Der Berufseinstieg ist schon in normalen Zeiten mit vielen Unsicherheiten verbunden. Während der Corona-Pandemie sind diese Unsicherheiten noch grösser. Ein Beitrag über die Gründe, wieso ein Fachhochschulabschluss in diesem herausfordernden Umfeld ein Vorteil gegenüber anderen Abschlüssen ist.

Schwierige Ausgangslage

Im Verlauf der letzten eineinhalb Jahre haben die Schlagzeilen über die Situation am Arbeitsmarkt zum Thema Berufseinstieg nicht gerade frohlocken lassen.

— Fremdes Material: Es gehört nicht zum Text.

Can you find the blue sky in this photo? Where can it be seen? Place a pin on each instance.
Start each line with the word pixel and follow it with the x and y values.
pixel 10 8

Von «Die Jungen trifft es zuerst» bis zu «Generation arbeitslos» war alles zu lesen. Die Gründe sind nicht erfreulich, aber irgendwie trotzdem auch verständlich. Auf der einen Seite haben einige Unternehmen ihr Geschäftsumfeld ganz verloren, sodass es nicht genug Arbeit gibt und daher keine neuen Mitarbeitenden eingestellt werden können, was weniger freie Stellen und damit weniger Möglichkeiten für einen Berufseinstieg zur Folge hat. Auf der anderen Seite wagen Unternehmen in Zeiten, in denen niemand weiss, ob die aktuellen Umsatzzahlen bei einem nächsten möglichen Lockdown wieder einbrechen, keine Experimente bei der Personaleinstellung. Das heisst, bei denjenigen Personen, die eingestellt werden, möchte man sich absolut sicher sein, dass sie sämtliche Aufgaben ohne Probleme bewältigen können. Das spricht natürlich für Berufserfahrene und gegen Berufseinsteigerinnen und -einsteiger.

Mein Tipp: Statt den Vor-Corona-Bedingungen nachzutrauern, ist es nun wichtig, in den «Driver Seat» zu gehen und den «Challenge-accepted»-Mindset hochzufahren.